To promote this creativity, it's time to get back to the fundamentals of hockey. We need to start emphasizing speed. We need to spend as much time working on stick-handling as we do on defensive systems. We need to force more shinny play and less structured play. And the biggest thing? We need to play less hockey.
I can hear you now: "Teebz, you're crazy. We need to play more in order to catch up to these nations. We're not practicing enough, and it shows". Initially, I'd say you might be right, but let's look at this on a practical level.
People take vacations from work because they need a break. Students are given a ton of time off each year. They allow hockey players in the NHL to have a break between seasons. To have anyone do anything for a sustained period of time will allow complacency to creep in, and players will lose focus. It's a proven fact that allowing players to play other sports in the off-season and even during the season benefits them greatly. Like employees at work, you don't get a player's best effort if they are forced to play hockey all the time because it becomes a job, not a passion.

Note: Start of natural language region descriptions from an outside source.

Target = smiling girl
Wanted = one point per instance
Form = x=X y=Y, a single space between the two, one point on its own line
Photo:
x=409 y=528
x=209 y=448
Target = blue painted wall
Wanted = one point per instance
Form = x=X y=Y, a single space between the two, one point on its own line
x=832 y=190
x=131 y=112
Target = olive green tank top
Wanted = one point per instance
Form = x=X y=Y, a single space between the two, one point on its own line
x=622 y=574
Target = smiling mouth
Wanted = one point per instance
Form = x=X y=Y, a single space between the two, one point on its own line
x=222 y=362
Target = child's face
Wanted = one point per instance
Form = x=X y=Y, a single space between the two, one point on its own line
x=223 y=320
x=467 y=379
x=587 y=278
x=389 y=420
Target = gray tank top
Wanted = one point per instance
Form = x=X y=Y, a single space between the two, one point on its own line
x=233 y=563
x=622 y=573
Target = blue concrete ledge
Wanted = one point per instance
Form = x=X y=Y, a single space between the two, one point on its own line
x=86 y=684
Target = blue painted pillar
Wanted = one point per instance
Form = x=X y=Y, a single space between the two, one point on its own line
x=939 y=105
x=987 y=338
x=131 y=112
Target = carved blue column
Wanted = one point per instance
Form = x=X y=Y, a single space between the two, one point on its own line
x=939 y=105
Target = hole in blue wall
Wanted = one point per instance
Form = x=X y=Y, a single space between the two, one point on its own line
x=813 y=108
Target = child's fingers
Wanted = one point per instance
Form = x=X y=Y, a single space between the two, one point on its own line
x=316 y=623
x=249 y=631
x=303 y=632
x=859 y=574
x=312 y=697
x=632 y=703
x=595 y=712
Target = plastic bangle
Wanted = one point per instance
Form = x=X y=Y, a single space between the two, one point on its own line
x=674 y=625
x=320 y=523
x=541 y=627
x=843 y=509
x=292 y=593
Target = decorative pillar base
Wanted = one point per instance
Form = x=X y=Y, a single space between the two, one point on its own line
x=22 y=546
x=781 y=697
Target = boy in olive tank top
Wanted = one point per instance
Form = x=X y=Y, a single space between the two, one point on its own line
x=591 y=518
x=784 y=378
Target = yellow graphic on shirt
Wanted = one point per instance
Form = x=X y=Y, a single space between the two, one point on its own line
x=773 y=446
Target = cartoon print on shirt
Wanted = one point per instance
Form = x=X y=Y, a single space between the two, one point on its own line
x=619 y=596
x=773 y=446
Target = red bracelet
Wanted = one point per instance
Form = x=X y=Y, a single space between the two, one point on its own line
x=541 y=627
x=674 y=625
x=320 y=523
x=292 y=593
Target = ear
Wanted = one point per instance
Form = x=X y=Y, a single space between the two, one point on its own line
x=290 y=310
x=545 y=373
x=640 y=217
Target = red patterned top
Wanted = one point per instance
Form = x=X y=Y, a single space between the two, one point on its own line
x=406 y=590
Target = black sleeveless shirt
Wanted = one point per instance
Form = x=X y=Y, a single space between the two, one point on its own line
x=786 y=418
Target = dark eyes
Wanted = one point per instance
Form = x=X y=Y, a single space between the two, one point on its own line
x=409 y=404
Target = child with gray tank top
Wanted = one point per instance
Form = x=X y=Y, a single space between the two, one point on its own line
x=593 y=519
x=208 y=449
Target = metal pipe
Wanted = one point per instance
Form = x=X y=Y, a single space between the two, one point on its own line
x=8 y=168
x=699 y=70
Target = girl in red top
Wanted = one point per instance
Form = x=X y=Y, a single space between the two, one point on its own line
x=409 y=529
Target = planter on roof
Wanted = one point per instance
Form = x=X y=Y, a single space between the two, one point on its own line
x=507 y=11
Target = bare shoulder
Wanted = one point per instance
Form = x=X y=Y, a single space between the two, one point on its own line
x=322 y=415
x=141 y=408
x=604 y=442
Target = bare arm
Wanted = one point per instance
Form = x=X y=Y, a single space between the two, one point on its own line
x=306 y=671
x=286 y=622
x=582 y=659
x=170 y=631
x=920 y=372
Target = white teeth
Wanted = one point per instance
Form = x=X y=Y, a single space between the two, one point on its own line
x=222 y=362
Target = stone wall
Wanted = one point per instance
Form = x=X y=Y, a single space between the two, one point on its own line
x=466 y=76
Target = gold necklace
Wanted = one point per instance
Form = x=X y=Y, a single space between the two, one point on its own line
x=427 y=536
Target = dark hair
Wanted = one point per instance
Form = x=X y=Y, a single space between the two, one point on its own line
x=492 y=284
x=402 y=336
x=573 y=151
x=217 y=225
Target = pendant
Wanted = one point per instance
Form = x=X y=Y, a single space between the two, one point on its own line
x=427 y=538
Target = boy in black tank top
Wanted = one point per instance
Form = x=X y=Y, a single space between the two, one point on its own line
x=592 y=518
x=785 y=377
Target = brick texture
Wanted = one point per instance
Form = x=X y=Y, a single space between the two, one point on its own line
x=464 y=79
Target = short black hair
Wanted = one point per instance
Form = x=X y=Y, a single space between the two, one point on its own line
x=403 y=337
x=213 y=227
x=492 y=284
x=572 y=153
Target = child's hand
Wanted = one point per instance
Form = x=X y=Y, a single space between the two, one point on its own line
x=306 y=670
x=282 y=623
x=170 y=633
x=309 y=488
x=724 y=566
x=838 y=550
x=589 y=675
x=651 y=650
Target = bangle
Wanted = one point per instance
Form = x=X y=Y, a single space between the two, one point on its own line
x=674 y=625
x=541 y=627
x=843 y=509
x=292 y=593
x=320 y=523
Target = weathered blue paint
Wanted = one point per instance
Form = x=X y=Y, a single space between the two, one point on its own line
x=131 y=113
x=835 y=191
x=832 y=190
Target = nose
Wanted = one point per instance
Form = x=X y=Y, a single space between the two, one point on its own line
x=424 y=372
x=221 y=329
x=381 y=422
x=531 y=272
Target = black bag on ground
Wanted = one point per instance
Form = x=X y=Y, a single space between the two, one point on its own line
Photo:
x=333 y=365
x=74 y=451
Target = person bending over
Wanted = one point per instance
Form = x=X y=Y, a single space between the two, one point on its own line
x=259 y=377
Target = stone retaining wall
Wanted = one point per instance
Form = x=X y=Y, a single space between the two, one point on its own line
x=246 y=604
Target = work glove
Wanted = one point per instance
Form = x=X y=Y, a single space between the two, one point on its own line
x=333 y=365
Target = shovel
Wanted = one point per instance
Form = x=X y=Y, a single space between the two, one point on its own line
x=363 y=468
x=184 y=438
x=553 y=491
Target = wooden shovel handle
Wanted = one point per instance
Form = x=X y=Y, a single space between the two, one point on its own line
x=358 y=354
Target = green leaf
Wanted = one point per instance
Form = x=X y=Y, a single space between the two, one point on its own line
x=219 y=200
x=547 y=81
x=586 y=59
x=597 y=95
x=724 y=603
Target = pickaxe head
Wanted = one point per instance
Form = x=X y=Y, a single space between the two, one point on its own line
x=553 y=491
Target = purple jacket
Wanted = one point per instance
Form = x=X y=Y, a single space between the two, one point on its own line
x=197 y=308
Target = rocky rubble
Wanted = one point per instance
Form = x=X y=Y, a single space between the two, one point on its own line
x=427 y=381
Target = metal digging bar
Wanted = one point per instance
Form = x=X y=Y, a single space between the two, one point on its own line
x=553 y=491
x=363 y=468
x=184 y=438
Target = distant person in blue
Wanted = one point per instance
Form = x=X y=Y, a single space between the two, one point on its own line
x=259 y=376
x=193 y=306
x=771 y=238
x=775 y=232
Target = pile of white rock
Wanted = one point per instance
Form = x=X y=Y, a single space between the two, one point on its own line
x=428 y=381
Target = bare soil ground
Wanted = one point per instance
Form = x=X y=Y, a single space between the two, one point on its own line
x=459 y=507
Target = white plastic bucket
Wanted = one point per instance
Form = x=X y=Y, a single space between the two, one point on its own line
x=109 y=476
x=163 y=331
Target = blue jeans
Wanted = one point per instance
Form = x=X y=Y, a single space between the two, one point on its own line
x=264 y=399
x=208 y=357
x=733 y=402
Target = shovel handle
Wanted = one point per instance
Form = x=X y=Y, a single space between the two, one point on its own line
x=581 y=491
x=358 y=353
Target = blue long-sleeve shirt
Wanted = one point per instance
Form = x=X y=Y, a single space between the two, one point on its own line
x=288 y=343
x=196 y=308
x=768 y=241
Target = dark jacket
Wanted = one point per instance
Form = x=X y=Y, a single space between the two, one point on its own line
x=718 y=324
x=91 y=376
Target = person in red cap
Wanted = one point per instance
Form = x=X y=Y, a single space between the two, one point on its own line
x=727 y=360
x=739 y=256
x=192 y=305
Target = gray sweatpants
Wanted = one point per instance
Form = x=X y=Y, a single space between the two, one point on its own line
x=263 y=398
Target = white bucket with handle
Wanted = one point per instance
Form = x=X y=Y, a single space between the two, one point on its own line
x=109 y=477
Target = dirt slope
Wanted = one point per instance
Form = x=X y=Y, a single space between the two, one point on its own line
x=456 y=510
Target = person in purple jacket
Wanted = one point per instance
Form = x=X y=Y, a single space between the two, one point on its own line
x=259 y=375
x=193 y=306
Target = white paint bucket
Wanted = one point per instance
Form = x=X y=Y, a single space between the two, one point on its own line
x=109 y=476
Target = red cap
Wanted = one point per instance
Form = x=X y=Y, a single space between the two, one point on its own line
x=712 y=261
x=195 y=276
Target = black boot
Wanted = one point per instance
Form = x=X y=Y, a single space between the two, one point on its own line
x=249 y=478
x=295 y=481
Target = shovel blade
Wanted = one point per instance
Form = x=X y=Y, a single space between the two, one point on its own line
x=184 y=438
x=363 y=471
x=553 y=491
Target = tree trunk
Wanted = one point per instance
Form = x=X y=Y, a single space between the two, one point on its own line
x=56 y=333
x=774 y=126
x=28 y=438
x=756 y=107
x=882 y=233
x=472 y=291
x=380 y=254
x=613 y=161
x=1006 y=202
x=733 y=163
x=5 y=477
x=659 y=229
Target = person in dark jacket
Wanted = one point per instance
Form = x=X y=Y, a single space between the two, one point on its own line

When people talk about players like Gretzky, Crosby, Datsyuk, and Ovechkin, they talk about the immense skill they possess. But that skill is a direct result of the passion they have for the game, and the passion they possess to be the best players on the planet. I get that these four players above are being paid an exorbitant amount of money to pursue this passion, but if we relate the junior players to you and I who make a modest salary doing a job we may or may not be entirely passionate about, suddenly a vacation from the monotony some of us feel in our day-to-day lives sounds great.
It's the same with hockey with the junior players. They're making very little money day-to-day, and they are playing hockey for better than two hundred days per year. Personally, if I could use a break from the game, shouldn't they be given the same opportunity? From combines and fitness testing and weight-lifting and off-season work, hockey is a full-time job for these kids.
Of course, all this work means there's always the hope that they'll be drafted - similar to getting a promotion at work - but nothing is guaranteed when there's a worldwide pool of talent vying for 230 promotions. That means you'll have to work longer and harder than other players of the same age group just to get noticed, and... wait, weren't we just talking about taking time off?
Again, the specialization of hockey players at an age below junior-level needs to end. Players who play more sports are better all-around athletes. Better athletes means better teams. It's the various skills that players learn in other sports that they can bring to the game of hockey: hand-eye coordination, lateral movement, seeing the full field of play, and a pile of other intangibles that will help a player bring more to the ice.
If Hockey Canada was serious about growing the game of hockey, it wouldn't be looking to change the program. It should be changing how often the players are on the ice. There should be a mandatory off-season where players are encouraged to play other sports. Once they return to the ice, the focus should be speed, stick-handling, and creativity inside a fundamental defensive structure.
Will my theory work? I'm not sure, to be honest. But I do know that we didn't see many creative plays by the Canadians at this year's World Junior Championship, and we were beaten by teams that showed off creativity in mass quantities. What I do know is that it might be time to lay off the X-and-O practices, and start letting players play the game again.